Dès le lendemain de son arrivée à Bourges, Macdonald profita de la visite de corps qui lui fut faite pour prendre une position nette, franche et, vis-à-vis du gouvernement, hautement courageuse. L’assistance était nombreuse ; tous les généraux, tous les officiers étaient présens. « Que ceux, dit-il en élevant la voix, qui ont le malheur d’être portés sur les fatales ordonnances songent à leur sûreté ; ils n’ont pas un moment à perdre ; d’un instant à l’autre il peut arriver des porteurs de mandats dont je ne serai pas maître d’empêcher l’exécution ; tout ce que je peux faire est de les prévenir par cet avertissement, en leur facilitant les moyens d’y échapper. » Dans le nombre était le général Braver, qui, à Lyon, avait voulu, même par la force, empêcher son départ ; il se confondait en excuses : Fuyez, fut la seule réponse de Macdonald.
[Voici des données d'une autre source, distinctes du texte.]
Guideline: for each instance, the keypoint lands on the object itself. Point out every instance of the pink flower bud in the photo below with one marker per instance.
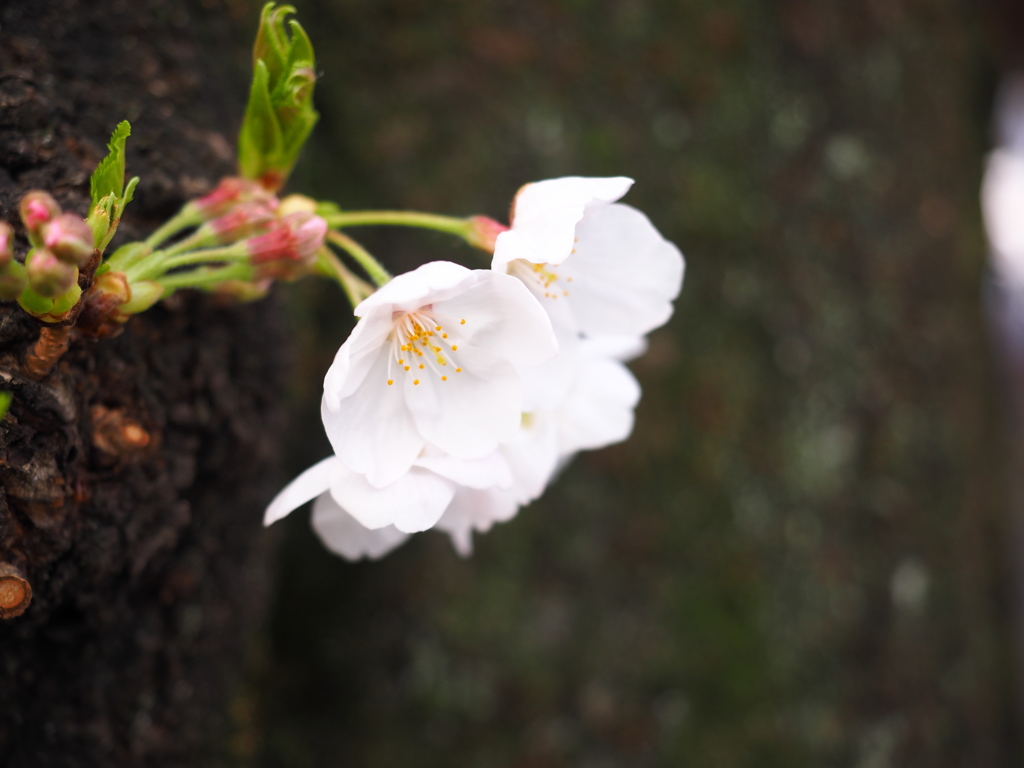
(37, 208)
(6, 244)
(290, 246)
(12, 281)
(483, 231)
(70, 239)
(242, 221)
(48, 275)
(229, 193)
Il fit mieux. Le soir même, arrivèrent, mais sans leur uniforme, en habit civil, des gardes du corps, des exempts, comme on disait sous l’ancien régime ; ils étaient porteurs de mandats d’arrestation et d’ordres pour les commandans de gendarmerie d’obtempérer à leurs réquisitions. Quand ils se présentèrent au maréchal, celui-ci leur dit que, vu l’état exaspéré des esprits, il les engageait à ne pas se faire voir, qu’on allait leur donner à souper, des matelas pour la nuit, et que le lendemain on aviserait. On les mit sous clé ; des estafettes coururent dans tous les cantonnemens sonner l’alarme, et le matin venu, quand les chasseurs se mirent en campagne, le gibier avait disparu. MM. les exempts se plaignirent : « Vous avez tort, leur dit le maréchal, vous me devez plutôt des remercîmens, car, si l’on eut soupçonné votre déguisement, vous auriez couru un péril certain. — Nous l’eussions bravé. — Alors pourquoi vous déguiser ? Puisque votre mission est maintenant sans objet, dans votre intérêt partez, quittez sur-le-champ l’arrondissement de l’armée ; allez faire votre rapport. » Il n’en résulta pour Macdonald qu’une lettre assez aigre du duc de Berry où il était dit que, s’il commandait à sa place, il ferait jeter les récalcitrans par les fenêtres : à quoi le maréchal répondit que ce serait fort bien fait, si on ne courait pas le risque d’y passer d’abord soi-même.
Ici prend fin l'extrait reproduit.